AgentPatch vs Composio: Choosing a Tool Platform for AI Agents
AI agents need tools. An agent that can only generate text is limited to answering questions. An agent with tools can search the web, send emails, pull financial data, and act on the world. The question is how you give it those tools.
Two platforms take different approaches to this problem. One is built around enterprise OAuth and deep SaaS integrations. The other is built around CLI agents and pay-per-call simplicity. Both work. Which one fits depends on what you’re building.
This post walks through both platforms, where they overlap, and how to pick between them.
Composio
Composio has built a large, well-funded platform for connecting AI agents to external services. The numbers tell the story: 27,000+ GitHub stars, 500+ integrations, and backing from serious investors.
The core value proposition is managed authentication. Composio handles OAuth flows for services like Gmail, Slack, Salesforce, HubSpot, and hundreds of others. If you’re building a product where each end user needs to connect their own accounts, Composio solves a real and painful problem. Setting up OAuth for one service is annoying. Setting it up for fifty is a full-time job.

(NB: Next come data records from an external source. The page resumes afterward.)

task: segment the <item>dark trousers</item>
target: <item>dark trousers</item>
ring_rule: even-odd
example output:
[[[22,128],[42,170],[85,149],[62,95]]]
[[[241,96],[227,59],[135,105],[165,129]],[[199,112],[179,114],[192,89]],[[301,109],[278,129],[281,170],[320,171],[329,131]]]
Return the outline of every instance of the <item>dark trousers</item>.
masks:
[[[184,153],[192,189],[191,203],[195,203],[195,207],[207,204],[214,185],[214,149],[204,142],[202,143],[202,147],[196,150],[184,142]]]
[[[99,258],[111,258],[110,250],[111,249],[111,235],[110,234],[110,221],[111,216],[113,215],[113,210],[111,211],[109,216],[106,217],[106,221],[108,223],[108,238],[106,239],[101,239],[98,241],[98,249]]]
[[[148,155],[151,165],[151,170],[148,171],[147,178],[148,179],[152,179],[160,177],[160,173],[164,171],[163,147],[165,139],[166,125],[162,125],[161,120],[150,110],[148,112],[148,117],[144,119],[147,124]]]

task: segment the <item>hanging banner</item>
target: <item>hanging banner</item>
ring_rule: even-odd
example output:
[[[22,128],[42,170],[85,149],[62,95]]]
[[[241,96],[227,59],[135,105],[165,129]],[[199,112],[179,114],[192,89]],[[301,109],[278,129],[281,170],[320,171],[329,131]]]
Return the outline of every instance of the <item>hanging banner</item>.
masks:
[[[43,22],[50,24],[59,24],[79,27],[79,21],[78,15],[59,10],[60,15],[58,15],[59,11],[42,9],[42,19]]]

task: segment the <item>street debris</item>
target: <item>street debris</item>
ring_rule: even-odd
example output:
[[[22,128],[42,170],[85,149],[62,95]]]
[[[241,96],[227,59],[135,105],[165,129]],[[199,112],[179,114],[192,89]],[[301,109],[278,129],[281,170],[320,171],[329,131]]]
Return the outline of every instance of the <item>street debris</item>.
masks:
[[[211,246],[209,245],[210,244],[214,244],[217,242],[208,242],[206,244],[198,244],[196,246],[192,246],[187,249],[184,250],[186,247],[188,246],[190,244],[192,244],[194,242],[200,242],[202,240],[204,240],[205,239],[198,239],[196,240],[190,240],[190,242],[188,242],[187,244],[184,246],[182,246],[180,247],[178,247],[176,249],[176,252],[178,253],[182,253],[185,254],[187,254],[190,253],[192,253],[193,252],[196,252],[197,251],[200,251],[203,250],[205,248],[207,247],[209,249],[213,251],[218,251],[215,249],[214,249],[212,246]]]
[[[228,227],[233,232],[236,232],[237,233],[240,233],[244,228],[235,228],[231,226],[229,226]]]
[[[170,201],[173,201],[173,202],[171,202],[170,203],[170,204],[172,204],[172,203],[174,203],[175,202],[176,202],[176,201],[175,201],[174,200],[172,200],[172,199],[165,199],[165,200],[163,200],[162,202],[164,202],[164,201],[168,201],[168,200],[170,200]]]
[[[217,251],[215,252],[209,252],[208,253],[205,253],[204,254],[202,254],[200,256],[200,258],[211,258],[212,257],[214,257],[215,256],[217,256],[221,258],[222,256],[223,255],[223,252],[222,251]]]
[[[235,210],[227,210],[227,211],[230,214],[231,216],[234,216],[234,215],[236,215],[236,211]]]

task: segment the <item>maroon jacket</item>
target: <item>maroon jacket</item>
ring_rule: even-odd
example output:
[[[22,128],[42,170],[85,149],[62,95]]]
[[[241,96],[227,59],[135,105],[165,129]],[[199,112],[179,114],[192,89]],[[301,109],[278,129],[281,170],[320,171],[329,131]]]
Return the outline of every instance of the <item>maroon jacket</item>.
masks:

Composio is SDK-first. You install their Python or JavaScript package, configure the integrations you need, and call tools through their client library. The SDK handles token refresh, error handling, and schema validation. It works with all the major agent frameworks: OpenAI Agents SDK, LangGraph, CrewAI, and others.

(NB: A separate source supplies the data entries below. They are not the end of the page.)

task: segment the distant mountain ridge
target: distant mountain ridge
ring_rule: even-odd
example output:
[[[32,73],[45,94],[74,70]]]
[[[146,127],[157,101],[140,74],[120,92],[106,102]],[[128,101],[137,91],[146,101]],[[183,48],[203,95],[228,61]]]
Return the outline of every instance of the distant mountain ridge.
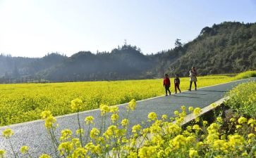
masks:
[[[184,45],[154,55],[124,45],[111,52],[80,51],[31,58],[0,55],[0,82],[114,80],[161,77],[164,73],[188,76],[191,66],[200,74],[256,69],[256,23],[224,22],[203,28]]]

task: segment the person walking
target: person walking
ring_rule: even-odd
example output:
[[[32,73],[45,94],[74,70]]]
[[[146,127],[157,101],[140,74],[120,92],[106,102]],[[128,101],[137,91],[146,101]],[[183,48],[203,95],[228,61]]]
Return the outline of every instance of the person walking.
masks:
[[[165,88],[166,96],[168,96],[167,91],[169,91],[169,95],[171,95],[171,91],[170,91],[171,82],[168,74],[166,74],[164,76],[165,78],[164,79],[164,87]]]
[[[181,93],[180,89],[180,83],[181,83],[180,79],[178,78],[178,74],[176,74],[175,77],[176,77],[176,78],[174,79],[175,93],[177,93],[177,88],[178,89],[180,93]]]
[[[190,91],[191,91],[192,82],[194,82],[195,90],[197,91],[197,72],[195,70],[195,67],[192,67],[191,70],[189,71],[189,77],[190,77],[190,85],[189,86],[188,90]]]

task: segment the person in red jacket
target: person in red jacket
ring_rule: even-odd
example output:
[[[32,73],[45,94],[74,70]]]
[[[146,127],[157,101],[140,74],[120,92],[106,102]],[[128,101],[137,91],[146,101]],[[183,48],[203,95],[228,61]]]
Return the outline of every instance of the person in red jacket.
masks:
[[[169,95],[171,95],[170,91],[171,82],[170,79],[167,74],[165,74],[165,78],[164,79],[164,87],[165,88],[166,96],[167,96],[167,91],[169,91]]]

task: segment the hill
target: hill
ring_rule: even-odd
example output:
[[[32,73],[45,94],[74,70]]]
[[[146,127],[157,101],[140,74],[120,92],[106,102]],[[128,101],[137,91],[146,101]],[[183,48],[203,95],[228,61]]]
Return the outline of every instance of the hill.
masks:
[[[194,40],[157,54],[143,55],[137,46],[124,45],[111,52],[80,51],[41,58],[0,55],[0,82],[35,79],[53,81],[188,76],[192,65],[200,74],[256,70],[256,23],[224,22],[205,27]]]

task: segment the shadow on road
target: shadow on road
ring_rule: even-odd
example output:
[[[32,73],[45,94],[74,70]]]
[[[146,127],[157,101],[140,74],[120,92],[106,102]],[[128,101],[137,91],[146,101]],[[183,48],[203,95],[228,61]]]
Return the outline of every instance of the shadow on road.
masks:
[[[214,91],[214,90],[197,90],[198,91],[209,91],[209,92],[228,92],[228,91]]]
[[[199,98],[199,99],[201,99],[201,98],[199,98],[199,97],[193,97],[193,96],[175,96],[175,95],[173,95],[172,96],[174,96],[174,97],[184,97],[184,98]]]
[[[183,94],[196,94],[196,95],[207,95],[207,94],[200,94],[200,93],[183,93]]]

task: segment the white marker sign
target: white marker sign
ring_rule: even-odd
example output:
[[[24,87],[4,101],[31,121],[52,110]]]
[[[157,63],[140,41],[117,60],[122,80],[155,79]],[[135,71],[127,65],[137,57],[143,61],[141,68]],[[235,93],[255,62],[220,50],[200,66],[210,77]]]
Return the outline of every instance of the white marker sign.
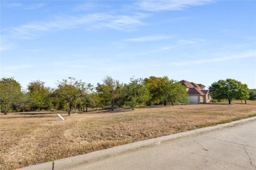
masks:
[[[60,114],[58,114],[57,115],[58,115],[58,116],[61,120],[64,120],[64,118],[62,118],[62,116],[60,116]]]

Pricing follows a subscription model. Free tier for hobbyists, paid tiers for teams. The cost scales with the number of connected accounts and integrations you use.
Where Composio shines:
- Per-user OAuth across hundreds of SaaS apps
- Enterprise teams building multi-tenant products
- Deep integrations with specific services (not just API wrappers, but purpose-built connectors)
- Large community and extensive documentation
Where it gets heavy:
- Setup requires SDK installation, account configuration, and OAuth app registration
- Subscription pricing means you pay whether you use the tools or not
- The breadth of integrations comes with complexity; you need to understand Composio’s abstractions
AgentPatch
AgentPatch takes the opposite approach. One API key. No OAuth. No SDK required. Tools are called over REST, MCP, or directly from a CLI agent.
The platform offers 50+ tools covering web search, email, image generation, Google Maps, YouTube transcripts, stock data, news, and more. Each tool has a fixed price in credits (1 credit = $0.0001 USD). You pay for what you use. A Google search costs 30 credits ($0.003). An image generation costs 2,500 credits ($0.25). If a tool call fails, you get a full refund.
The design philosophy centers on AI agents as the primary consumer. Responses are context-optimized, meaning the JSON output is structured to give LLMs exactly what they need without wasting tokens on irrelevant metadata. This matters when your agent is making dozens of tool calls in a single session and every token counts against the context window.
AgentPatch supports four access methods: a CLI tool (npx agentpatch), MCP server, REST API, and Claude Code Skills. A developer can go from zero to a working agent with web search in under two minutes. No OAuth apps to register, no SDK to install, no webhook endpoints to configure.
Where AgentPatch shines:
- CLI agents (Claude Code, Codex, OpenClaw) that need tools fast
- Pay-per-call pricing with no monthly commitment
- Context-optimized responses built for LLM consumption
- Multi-protocol access (CLI, MCP, REST, Skills)
Where it has limits:
- No per-user OAuth; the API key belongs to the developer, not the end user
- Fewer integrations than Composio (50+ vs 500+)
- Not designed for multi-tenant SaaS products where users connect their own accounts
Where They Overlap
Both platforms solve the same core problem: giving AI agents access to external tools without building every integration from scratch. Both support MCP. Both work with the major agent frameworks. Both handle rate limiting, error handling, and retries on their side.
For common tools like web search, email, and data retrieval, either platform works. The difference is in the details of how you connect and how you pay.
How to Choose
Choose Composio when:
- You’re building a product where end users connect their own SaaS accounts
- You need OAuth-managed access to specific enterprise tools (Salesforce, HubSpot, Jira)
- Your team wants a single platform for 500+ integrations
- Subscription pricing fits your budget model
Choose AgentPatch when:
- You’re running a CLI agent and want tools working in minutes
- You want to pay per call with no monthly fee
- Your agent needs context-optimized responses to stay within token limits
- You don’t need per-user OAuth (the agent acts on your behalf, not your users’)
There’s no reason you can’t use both. An agent could use AgentPatch for web search and image generation while using Composio for OAuth-gated access to a user’s Google Calendar. The platforms aren’t mutually exclusive.
Wrapping Up
Composio and AgentPatch represent two valid philosophies for AI agent tooling. Composio bets on breadth and managed auth. AgentPatch bets on speed and simplicity. The right choice depends on whether your primary challenge is “my users need to connect their accounts” or “my agent needs tools right now.”
Try both. The setup cost for either is low enough that you can evaluate with real usage rather than guessing from documentation.